Overview of the FBSEM-Net [199]. The method can control the regularization parameter in the fusion block as the trainable weight.

Fig. 18
figure 18

© 2021 IEEE. Reprinted with permission from Mehranian and Reader [199]

Reconstructed results of the FBSEM-Net [199]. The -p and -pm in the methods represent the use of PET and MRI data for input, respectively.

6 Deep learning for dynamic PET image reconstruction

PET can be used to analyze the temporal pharmacokinetics of PET tracers through continuous measurements after the administration of radiopharmaceuticals. Usually, kinetic parameters, such as Ki, are estimated by fitting compartment models to the dynamic PET images of each voxel reconstructed over short-time frames. Alternatively, direct parametric reconstruction algorithms for dynamic PET data have been developed to enable accurate noise modeling [217,218,219].
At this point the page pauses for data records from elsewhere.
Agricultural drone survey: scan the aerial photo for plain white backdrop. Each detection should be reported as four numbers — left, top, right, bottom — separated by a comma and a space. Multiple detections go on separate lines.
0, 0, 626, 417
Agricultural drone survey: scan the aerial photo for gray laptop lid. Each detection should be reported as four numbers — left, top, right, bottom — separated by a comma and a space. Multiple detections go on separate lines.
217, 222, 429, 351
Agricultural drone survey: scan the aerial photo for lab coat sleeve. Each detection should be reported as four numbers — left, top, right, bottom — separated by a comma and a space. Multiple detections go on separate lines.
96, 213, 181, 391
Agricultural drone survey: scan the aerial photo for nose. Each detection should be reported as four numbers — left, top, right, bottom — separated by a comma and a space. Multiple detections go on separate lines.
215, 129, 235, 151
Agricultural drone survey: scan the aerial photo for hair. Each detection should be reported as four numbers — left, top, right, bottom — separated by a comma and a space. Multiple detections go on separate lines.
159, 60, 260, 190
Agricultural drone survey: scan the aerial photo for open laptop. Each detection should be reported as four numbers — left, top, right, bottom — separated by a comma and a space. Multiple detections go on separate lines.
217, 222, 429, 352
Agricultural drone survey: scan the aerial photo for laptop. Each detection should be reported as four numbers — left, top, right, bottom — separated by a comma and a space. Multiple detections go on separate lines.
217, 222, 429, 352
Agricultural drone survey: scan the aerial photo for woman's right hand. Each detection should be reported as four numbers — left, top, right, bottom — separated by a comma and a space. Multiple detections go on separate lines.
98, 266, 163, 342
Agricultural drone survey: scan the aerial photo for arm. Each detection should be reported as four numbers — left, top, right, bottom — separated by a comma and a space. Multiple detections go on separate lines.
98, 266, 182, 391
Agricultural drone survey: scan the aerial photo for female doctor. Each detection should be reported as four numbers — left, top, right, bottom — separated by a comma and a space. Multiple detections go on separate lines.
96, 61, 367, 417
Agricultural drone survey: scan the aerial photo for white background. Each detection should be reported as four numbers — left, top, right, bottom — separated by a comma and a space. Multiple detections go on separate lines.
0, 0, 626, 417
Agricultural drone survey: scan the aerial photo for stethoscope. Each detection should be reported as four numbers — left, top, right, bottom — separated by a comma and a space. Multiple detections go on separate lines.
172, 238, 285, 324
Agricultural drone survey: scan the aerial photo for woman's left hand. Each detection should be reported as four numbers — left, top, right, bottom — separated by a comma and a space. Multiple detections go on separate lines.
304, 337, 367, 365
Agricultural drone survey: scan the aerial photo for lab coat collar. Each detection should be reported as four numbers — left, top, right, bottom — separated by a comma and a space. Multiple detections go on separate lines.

With the advancement of deep learning, several dynamic PET image reconstruction methods using CNN have been proposed [220,221,222,223]. Li et al. expanded the DeepPET algorithm to direct the parametric image reconstruction from small-frame sinograms without using an input function [224]. Gong et al. introduced direct linear parametric PET image reconstruction using a nonlocal DIP architecture [225] with a linear kinetic model layer [226].

Dual-tracer PET imaging can measure two PET tracers in a single scan, which may be useful for diagnosing and tracking diseases as another application of dynamic PET [227, 228]. Deep learning has been reported to be useful for these approaches [229,230,231,232,233,234].

7 Conclusion and future perspectives

We conducted a comprehensive review of deep learning-based PET image denoising and reconstruction. Remarkable strides in deep learning-based PET image reconstruction are noteworthy. Recent advancements in PET scanner innovations are equally impressive and have aligned seamlessly with progress made in the field of deep learning technology. One of the recent breakthroughs in PET hardware is total-body PET geometry [235,236,237] that obtains high-sensitivity PET data and can provide extremely less noisy training datasets for deep learning-based PET image reconstruction [238]. Another noteworthy innovation is the TOF technology discussed in Sect. 4. Along with advancements in PET detectors [239,240,241,242], ultrafast TOF detectors of 30 ps have been developed, enabling reconstruction-free positron emission imaging [243]. This synergy between state-of-the-art TOF and deep learning technologies has pushed the limits of TOF performance [244,245,246]. Undoubtedly, the integration of deep learning will play a pivotal role in enhancing the performance of not only PET imaging but also signal processing [247,248,249,250].